The following function uses penup and pendown to move the turtle without leaving a trail.
from jupyturtle import penup, pendown
def jump(length):
"""Move forward length units without leaving a trail.
Postcondition: Leaves the pen down.
"""
penup()
forward(length)
pendown()
Exercise#
Write a function called rectangle that draws a rectangle with given side lengths.
For example, here’s a rectangle that’s 80 units wide and 40 units tall.
Exercise#
Write a function called rhombus that draws a rhombus with a given side length and a given interior angle. For example, here’s a rhombus with side length 50 and an interior angle of 60 degrees.
def rhombus(length, angle):
for i in range(2):
forward(length)
left(angle)
forward(length)
left(180-angle)
Exercise#
Now write a more general function called parallelogram that draws a quadrilateral with parallel sides. Then rewrite rectangle and rhombus to use parallelogram.
Exercise#
Write an appropriately general set of functions that can draw shapes like this.
Hint: Write a function called triangle that draws one triangular segment, and then a function called draw_pie that uses triangle.
Exercise#
Write an appropriately general set of functions that can draw flowers like this.
Hint: Use arc to write a function called petal that draws one flower petal.
Ask a virtual assistant#
There are several modules like jupyturtle in Python, and the one we used in this chapter has been customized for this book.
So if you ask a virtual assistant for help, it won’t know which module to use.
But if you give it a few examples to work with, it can probably figure it out.
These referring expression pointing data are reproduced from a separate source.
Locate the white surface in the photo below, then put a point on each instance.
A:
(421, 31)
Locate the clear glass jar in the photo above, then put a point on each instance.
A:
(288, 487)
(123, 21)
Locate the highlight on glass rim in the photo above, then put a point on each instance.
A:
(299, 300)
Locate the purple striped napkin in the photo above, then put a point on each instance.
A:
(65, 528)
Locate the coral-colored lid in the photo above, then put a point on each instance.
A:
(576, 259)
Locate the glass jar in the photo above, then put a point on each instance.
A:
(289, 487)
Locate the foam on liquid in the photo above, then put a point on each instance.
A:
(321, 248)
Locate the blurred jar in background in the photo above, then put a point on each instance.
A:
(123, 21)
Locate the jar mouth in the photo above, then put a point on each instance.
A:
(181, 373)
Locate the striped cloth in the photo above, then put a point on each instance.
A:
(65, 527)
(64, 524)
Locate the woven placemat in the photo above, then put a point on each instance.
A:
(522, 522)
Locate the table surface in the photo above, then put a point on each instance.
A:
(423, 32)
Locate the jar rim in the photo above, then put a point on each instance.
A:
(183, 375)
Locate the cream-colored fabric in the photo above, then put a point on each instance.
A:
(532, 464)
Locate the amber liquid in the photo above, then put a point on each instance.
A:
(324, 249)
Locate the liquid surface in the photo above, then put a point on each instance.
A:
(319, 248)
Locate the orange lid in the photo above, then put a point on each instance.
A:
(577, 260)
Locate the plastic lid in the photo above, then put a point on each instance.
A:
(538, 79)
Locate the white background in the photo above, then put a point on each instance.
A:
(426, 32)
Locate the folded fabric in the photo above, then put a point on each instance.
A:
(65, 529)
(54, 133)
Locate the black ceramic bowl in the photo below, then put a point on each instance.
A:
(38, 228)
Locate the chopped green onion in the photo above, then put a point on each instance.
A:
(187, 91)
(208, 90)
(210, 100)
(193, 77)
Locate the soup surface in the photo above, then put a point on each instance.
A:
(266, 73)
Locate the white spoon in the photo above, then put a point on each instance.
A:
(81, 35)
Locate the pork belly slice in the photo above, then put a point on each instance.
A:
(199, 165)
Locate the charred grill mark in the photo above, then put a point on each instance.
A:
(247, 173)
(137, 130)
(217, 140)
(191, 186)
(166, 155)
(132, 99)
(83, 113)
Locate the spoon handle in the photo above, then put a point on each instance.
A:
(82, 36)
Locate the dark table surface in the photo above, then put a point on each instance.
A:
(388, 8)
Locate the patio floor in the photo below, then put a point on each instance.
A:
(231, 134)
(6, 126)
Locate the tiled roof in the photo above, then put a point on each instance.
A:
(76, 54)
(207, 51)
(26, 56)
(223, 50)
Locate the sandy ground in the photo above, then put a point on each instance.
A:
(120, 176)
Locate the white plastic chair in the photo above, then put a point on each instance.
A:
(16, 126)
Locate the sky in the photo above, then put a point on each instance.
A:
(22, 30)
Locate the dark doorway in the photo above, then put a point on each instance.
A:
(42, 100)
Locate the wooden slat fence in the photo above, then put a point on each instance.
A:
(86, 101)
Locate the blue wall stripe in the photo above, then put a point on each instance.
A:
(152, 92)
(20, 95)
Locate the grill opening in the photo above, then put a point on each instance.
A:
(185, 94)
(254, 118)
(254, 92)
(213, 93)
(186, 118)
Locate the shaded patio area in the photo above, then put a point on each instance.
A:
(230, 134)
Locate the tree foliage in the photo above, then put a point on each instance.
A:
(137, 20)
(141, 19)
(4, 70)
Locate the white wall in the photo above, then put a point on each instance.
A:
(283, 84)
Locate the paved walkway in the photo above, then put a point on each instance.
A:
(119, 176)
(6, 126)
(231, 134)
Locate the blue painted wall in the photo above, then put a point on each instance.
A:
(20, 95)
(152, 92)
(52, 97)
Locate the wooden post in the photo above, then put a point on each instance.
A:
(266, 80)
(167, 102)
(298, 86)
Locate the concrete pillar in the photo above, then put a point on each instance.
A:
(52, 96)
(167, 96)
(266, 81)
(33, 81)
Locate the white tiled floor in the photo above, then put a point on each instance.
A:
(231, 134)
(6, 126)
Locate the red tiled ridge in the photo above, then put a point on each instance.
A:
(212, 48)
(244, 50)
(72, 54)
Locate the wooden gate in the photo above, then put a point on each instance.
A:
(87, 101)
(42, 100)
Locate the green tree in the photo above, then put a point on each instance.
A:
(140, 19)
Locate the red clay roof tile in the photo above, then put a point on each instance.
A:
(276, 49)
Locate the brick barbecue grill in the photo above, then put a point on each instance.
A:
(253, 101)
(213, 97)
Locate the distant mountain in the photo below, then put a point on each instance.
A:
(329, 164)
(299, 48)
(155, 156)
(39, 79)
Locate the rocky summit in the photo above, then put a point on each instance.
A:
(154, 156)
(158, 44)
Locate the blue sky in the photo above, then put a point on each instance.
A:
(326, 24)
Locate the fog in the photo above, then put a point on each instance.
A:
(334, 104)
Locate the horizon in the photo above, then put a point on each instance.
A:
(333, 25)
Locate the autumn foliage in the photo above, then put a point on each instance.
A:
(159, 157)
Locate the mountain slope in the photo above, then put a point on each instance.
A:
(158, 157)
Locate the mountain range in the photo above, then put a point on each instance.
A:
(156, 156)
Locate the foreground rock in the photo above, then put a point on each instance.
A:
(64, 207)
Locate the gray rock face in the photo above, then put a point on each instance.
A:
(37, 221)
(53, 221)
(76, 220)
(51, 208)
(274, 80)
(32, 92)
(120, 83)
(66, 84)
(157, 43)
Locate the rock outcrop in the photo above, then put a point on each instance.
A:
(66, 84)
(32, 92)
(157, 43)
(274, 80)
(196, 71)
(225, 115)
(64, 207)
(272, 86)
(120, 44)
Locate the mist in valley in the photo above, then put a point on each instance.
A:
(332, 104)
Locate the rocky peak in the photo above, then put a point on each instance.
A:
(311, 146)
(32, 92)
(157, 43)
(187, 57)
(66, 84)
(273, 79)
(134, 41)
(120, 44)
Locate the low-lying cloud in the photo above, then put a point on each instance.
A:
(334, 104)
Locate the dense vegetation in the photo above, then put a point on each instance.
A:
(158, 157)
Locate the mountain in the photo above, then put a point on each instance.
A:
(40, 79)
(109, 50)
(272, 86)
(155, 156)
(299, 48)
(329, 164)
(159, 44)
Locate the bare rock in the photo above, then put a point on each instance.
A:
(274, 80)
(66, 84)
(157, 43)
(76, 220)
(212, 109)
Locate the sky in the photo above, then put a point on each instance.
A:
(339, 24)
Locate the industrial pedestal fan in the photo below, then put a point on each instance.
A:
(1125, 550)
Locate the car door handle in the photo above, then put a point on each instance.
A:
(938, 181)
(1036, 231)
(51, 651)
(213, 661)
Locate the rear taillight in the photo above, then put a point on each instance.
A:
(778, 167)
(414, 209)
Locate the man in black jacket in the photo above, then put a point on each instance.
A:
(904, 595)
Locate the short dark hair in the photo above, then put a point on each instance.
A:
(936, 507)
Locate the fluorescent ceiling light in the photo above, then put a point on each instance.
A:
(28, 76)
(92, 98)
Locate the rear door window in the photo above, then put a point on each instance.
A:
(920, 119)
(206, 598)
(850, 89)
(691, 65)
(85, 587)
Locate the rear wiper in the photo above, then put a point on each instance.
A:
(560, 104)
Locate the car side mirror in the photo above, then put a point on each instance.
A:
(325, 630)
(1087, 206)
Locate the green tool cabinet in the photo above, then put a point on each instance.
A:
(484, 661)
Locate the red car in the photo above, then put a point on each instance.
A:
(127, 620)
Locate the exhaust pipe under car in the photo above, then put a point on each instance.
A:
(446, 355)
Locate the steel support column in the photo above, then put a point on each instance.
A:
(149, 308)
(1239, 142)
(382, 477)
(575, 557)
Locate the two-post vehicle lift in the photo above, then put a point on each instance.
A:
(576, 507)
For example, try this prompt and see if it can write a function that draws a spiral:
The following program uses a turtle graphics module to draw a circle:
from jupyturtle import make_turtle, forward, left
import math
def polygon(n, length):
angle = 360 / n
for i in range(n):
forward(length)
left(angle)
def circle(radius):
circumference = 2 * math.pi * radius
n = 30
length = circumference / n
polygon(n, length)
make_turtle(delay=0)
circle(30)
Write a function that draws a spiral.
Keep in mind that the result might use features we have not seen yet, and it might have errors. Copy the code from the VA and see if you can get it working. If you didn’t get what you wanted, try modifying the prompt.